US Fed's Vice Chair pushes for crypto regulation



Speaking at the recent Bank of England Conference, the Vice Chair of the Federal Reserve, Lael Brainard, has urged crypto regulation as a necessary step to combat weighty risks such as fire sales, deleveraging and contagion in the crypto markets, and to promote competition, efficiency and speed.

The news comes amid a recent number of collapses in the crypto industry following the Terra/Luna meltdown, Three Arrows liquidation and Celsius' freezing transactions as the largest casualties of the crypto winter so far. Despite significant losses occurring, Ms. Brainard says the crypto system is not yet so interconnected with traditional finance to be considered a systemic threat.


Although she did not disclose much relating to potential policy, Ms. Brainard did confirm the future of crypto involves regulation:

Future financial resilience will be greatly enhanced if we ensure the regulatory perimeter encompasses the crypto financial system and reflects the principle of same risk, same disclosure, same regulatory outcome.

While praising the benefits of crypto and digital assets generally, the Vice Chair sought to draw a distinction as to whether lower costs were delivered by genuine innovation, or cost savings by non-compliance with existing laws. This is a curious point to make, given that crypto businesses have been clamouring for clear paths to regulation which can be complied with using decentralised technology.


Crypto has headlined US regulatory conversation in the finance space for the past few months, most recently with the Securities Exchange Commission (SEC) confirming bitcoin as a commodity and inferring ether is a security for regulatory purposes.


As the US continues to traverse the crypto winter, those in charge of inciting and enacting policy, such as Ms.

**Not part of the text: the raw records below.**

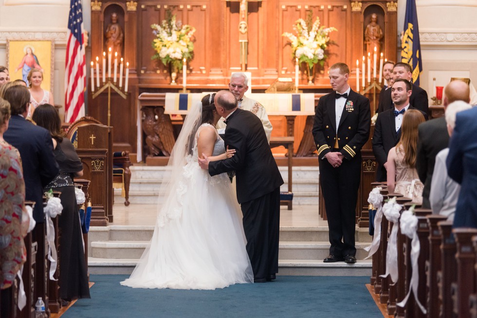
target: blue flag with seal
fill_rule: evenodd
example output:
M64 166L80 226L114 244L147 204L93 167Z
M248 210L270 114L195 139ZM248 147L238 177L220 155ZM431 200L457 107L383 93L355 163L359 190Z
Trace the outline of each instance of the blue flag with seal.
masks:
M422 61L421 56L421 42L419 41L416 0L407 0L406 4L404 34L401 47L401 62L407 63L411 66L412 82L419 86L419 75L422 71Z

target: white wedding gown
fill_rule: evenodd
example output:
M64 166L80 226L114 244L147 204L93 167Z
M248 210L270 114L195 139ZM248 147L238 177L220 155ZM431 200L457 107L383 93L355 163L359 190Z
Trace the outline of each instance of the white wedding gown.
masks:
M253 282L241 212L228 177L210 177L197 161L197 140L207 125L199 127L180 180L168 189L150 246L122 285L215 289ZM224 151L217 137L213 156Z

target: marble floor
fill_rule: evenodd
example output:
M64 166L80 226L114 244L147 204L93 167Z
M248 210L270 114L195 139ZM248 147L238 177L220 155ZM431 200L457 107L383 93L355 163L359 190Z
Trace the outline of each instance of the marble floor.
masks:
M121 201L119 201L121 202ZM126 207L122 202L113 205L113 222L110 225L154 225L157 207L155 204L134 204ZM318 212L317 205L294 205L289 211L281 207L280 225L286 227L328 226Z

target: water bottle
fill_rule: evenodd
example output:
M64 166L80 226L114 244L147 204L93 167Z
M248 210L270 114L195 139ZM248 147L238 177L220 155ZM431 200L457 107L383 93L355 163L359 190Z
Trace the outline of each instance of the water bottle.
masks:
M45 312L45 303L43 302L41 297L38 298L37 303L35 304L35 318L44 318L46 317L46 313Z

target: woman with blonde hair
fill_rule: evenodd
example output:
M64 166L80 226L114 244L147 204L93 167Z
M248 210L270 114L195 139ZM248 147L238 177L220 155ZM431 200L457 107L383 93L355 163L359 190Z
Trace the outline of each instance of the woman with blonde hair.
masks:
M37 107L45 104L54 105L53 95L46 89L41 88L43 82L43 71L38 69L32 69L27 76L28 83L30 83L30 108L27 117L30 118Z
M407 110L403 117L401 140L387 156L387 189L422 204L424 185L416 170L418 126L425 121L421 112Z

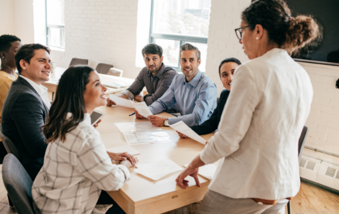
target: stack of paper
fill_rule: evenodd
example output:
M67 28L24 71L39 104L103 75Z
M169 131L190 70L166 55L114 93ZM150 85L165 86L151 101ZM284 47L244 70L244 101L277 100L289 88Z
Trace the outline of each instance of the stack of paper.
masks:
M187 167L188 164L184 165L184 166ZM211 180L213 176L215 174L216 171L216 166L213 164L207 164L204 166L199 167L199 172L198 174L205 178Z
M182 168L171 160L164 160L155 163L138 164L134 171L157 180L172 172L182 170Z
M181 134L184 134L187 137L192 138L200 143L204 145L206 143L206 140L195 133L195 132L187 126L187 125L182 121L178 122L174 124L170 125L169 126L176 131L177 131Z

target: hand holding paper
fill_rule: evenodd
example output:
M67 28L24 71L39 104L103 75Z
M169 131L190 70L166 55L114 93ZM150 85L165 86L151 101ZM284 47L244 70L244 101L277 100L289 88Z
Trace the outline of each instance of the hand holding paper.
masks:
M170 125L169 126L176 131L200 143L205 145L205 143L206 143L206 140L195 133L192 129L187 126L187 125L182 121L179 121L174 124Z

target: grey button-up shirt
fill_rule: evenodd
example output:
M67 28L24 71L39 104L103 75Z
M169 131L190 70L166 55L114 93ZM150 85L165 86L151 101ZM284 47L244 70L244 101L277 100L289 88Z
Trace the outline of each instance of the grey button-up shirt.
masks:
M168 89L172 80L177 74L177 73L173 68L166 67L164 63L155 76L153 76L145 67L140 71L132 85L122 93L128 98L133 99L135 96L141 92L144 86L146 86L150 96L147 96L143 101L149 106L161 97ZM180 111L178 106L175 105L173 108L166 112L177 113Z

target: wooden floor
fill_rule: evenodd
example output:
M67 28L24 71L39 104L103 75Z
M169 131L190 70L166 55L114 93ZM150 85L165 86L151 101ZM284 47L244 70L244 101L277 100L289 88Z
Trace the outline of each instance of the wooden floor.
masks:
M16 213L15 208L8 203L2 168L0 164L0 214ZM199 205L200 202L194 203L165 213L194 214ZM339 214L339 195L302 182L300 190L292 200L292 214ZM285 213L287 213L287 208Z

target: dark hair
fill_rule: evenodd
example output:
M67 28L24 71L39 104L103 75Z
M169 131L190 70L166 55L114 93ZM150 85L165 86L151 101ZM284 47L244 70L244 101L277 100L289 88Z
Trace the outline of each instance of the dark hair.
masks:
M229 63L230 62L236 63L237 64L238 64L238 65L241 65L241 63L240 62L239 60L238 60L237 58L234 58L233 57L231 57L231 58L226 58L226 59L224 59L223 60L222 60L221 61L221 63L220 63L220 65L219 66L219 76L220 77L221 77L221 76L220 75L220 69L221 68L221 66L222 66L222 65L223 65L225 63Z
M84 91L94 70L89 66L76 65L68 68L61 76L47 123L41 128L47 143L58 138L64 142L66 134L83 120L86 112ZM72 116L67 119L68 112Z
M35 55L35 50L40 49L45 50L48 53L48 54L51 52L51 50L48 47L40 44L30 44L21 46L17 52L17 54L15 55L15 64L19 74L21 73L22 70L21 66L20 66L21 60L25 60L29 64L31 59L33 58Z
M253 30L261 25L267 31L270 42L277 44L292 54L297 52L319 35L319 27L309 16L291 16L282 0L257 0L245 9L242 19Z
M141 53L143 54L143 57L145 57L145 55L148 55L149 54L158 54L159 57L161 57L162 56L162 48L156 44L149 44L143 48Z
M195 51L196 52L196 57L198 58L198 61L200 59L201 54L199 49L195 46L193 46L189 43L185 43L180 46L180 51L179 55L181 55L181 52L184 51Z
M0 52L7 52L12 47L12 43L16 41L21 42L21 40L13 35L4 34L0 36Z

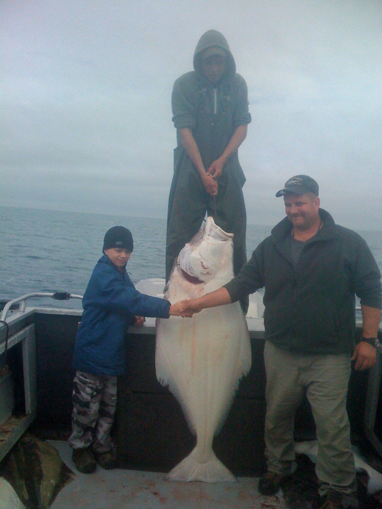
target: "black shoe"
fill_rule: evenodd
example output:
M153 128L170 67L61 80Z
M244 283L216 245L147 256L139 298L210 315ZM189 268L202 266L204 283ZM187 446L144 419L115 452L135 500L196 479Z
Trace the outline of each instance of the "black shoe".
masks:
M342 505L342 494L338 491L328 491L323 497L320 509L344 509Z
M95 471L97 464L93 454L88 447L86 449L74 449L72 459L76 468L83 474L91 474Z
M106 453L97 453L94 451L94 456L100 467L105 470L111 470L116 468L117 458L113 450L107 451Z
M259 491L262 495L275 495L280 490L281 483L289 475L266 472L259 481Z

Brainard, seem to believe it is a global process instead of something that must be tackled by each individual country:

Due to the cross-sectoral and cross-border scope of crypto platforms, exchanges, and activities, it is important that regulators work together domestically and internationally to maintain a stable financial system and address regulatory evasion.

This is spot on, as highly mobile crypto businesses with young staff will move to jurisdictions which have supportive frameworks for regulation, and rely on the borderless nature of blockchain networks to deliver their innovation. This poses a significant challenge to traditional financial services regulation, which has traditionally enjoyed a clear enforcement path and a gatekeeper model to ensure compliance. Designing laws which must balance incentives and costs more carefully than ever before is a difficult task.